Sweet and clear is the windless night writes Leopardi, so are the images of American photographer Christopher Soukup who encapsulates in night shots the desolation of the city, when the human engine dies out and nothing remains but the artificial sign of our passage. Everything is still, suspended in time, more precisely in the 1970s, the period when the photographer, now living in San Francisco, was born. The shots are encompassed in this specific time frame, so dear to Christopher, who was born and grew up in those very years in the industrial Rust Belt, the protagonist of the American economic boom. One of the symbols of the economic progress of that time is undoubtedly the classic American car with its low, elongated shape and pastel colors, often featured in Christopher Soukup’s photographs. An additional vintage element is the retro style filter, which accentuates the nostalgic atmosphere of the past.

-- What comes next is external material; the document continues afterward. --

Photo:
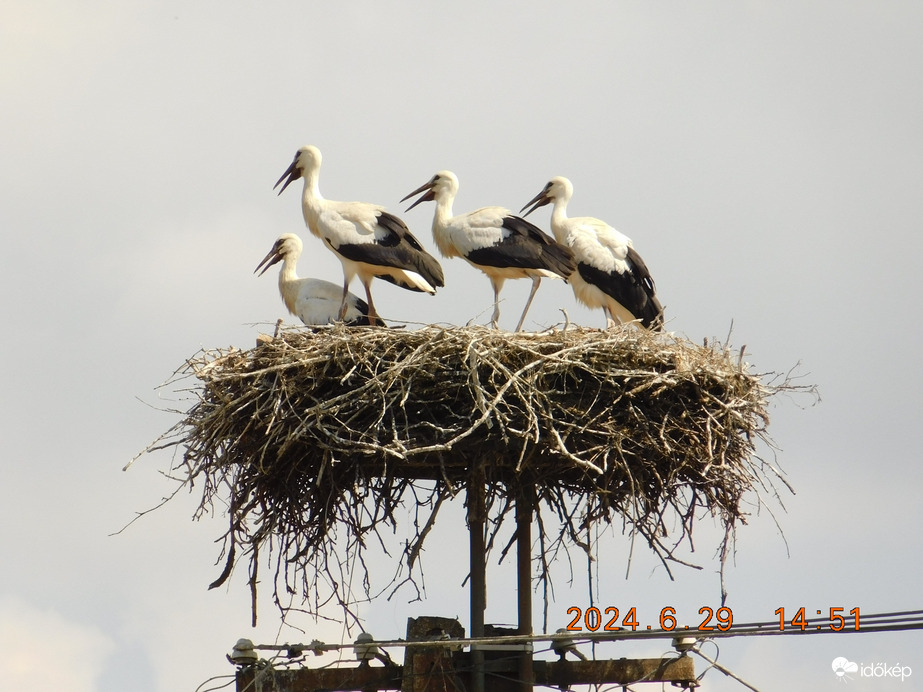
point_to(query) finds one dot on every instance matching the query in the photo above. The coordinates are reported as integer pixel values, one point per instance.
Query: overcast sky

Christopher Soukup captures empty cityscapes, in which artificial light takes the place of the human figure, determining its presence even in its absence. Light, the undisputed protagonist of his photographs, always manifests itself in different ways, establishing the atmosphere of the shot itself. Cold and bluish in gas stations, warmer and pinkish when coming from homes, mysterious and diffuse when its origin is not visible.
The compositions of the photographs themselves and the feeling of illusory tranquility present in each shot reflect the influence of American painter Edward Hopper. As in Hopper’s realism, Christopher also conveys ambivalent feelings to the viewer: on the one hand the calm dictated by the stillness of the moment and on the other the uneasiness that anything could happen. The desolate streets become like stills from unrealized cinematic masterpieces, in which Christopher Soukup rearranges memories of another era, whether real or imagined, projecting the viewer into the past.
Christopher Soukup’s photographs will be exhibited at the group exhibition ImageNation in New York, 10-12 March 2023, curated by Martin Vegas.